The interaction of ionizing radiation with nanoparticles is important to understanding a variety of phenomena ranging from atmospheric nucleation to the heating of dust clouds by secondary electron emission from interstellar grains. Photoelectron emission (PE) is currently being used as an analytical probe of soot formation within flames, the detection of diesel emission, as spectroscopic probes of micron-sized droplet surfaces, sub-nanometer particles, and bio-aerosols. A number of fundamental studies of nanoparticles, 5-200 nm in size, have revealed both unexpectedly large PE quantum yields and circular dichroism, the magnitude of which depends upon particle size. In many of these studies, the role that particle size and shape play in both the electromagnetic absorption and PE remains an active area of research.
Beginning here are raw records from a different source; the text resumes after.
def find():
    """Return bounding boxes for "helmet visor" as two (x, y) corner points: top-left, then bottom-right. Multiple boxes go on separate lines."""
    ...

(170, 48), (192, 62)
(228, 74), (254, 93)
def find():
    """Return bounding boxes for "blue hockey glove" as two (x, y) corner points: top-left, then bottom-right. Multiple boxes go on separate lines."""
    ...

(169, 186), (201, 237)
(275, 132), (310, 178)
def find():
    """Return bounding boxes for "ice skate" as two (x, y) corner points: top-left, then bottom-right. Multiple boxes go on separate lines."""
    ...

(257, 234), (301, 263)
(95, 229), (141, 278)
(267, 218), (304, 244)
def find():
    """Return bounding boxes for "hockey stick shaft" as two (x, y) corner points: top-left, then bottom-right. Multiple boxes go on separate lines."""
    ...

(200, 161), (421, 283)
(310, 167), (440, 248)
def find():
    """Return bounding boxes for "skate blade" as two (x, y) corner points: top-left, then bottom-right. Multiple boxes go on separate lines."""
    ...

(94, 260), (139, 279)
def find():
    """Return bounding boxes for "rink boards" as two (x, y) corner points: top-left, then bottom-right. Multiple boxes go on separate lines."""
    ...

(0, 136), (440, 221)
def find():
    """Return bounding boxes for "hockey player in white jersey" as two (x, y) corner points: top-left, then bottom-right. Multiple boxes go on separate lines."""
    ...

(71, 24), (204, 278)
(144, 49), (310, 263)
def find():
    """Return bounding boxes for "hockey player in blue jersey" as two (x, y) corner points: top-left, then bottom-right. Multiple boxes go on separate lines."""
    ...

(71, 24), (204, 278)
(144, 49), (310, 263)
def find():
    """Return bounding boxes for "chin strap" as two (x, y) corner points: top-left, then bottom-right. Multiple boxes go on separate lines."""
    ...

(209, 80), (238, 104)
In this work, we studied the photoemission of electrons from sodium chloride nanoparticles that are 50-500 nm in size and illuminated by vacuum ultraviolet light with energy ranging from 9.4-10.9 eV. The discrete dipole approximation was used to calculate the electromagnetic field inside the particles, from which the two-dimensional angular distribution of emitted electrons was simulated. As can be seen in the figure above, which displays the electric field magnitude on nonabsorbing (left) and absorbing (right) particles, the field intensity is enhanced on the back side of the particle, i.e., relative to the incident radiation. Consequently, the majority of emission is found to favor the particle’s geometrically illuminated side for absorbing particles. This modeled emission-asymmetry compared well to previous measurements performed at the Lawrence Berkeley National Laboratory. More information is available here.

Fourier optics in electromagnetic scattering

In the traditional application of EM scattering, the physical characteristics of single and multiple particle systems are investigated from the scattering pattern directly, i.e.,  without the advantages of digital holography. As an example, the fractal-like morphology of carbon aggregates that form in hydrocarbon combustion can be estimated from the aggregates' far-field scattering pattern alone. This morphology can be examined as the aggregates form and evolve in the flame; such observations would not be possible using optical or electron microscopy since collection of the particles would disturb their structure. 
In this work, a new technique was developed to measure the scattering pattern from single or multiple particles over a 2D angular range extending close to the forward direction. The  basic optical arrangement is shown above and allows one to obtain images of a particle's profile simultaneously with the 2D scattering pattern. This is done by splitting the scattered light with a beam splitter (BS) following a mirror with a through-hole (SFM). A lens (L4) projects the scattering pattern onto a sheet of copy paper, which acts as an observation screen.  The other portion of the scattered light is used to image the particles onto the paper screen via lenses (L1, L2, L3). 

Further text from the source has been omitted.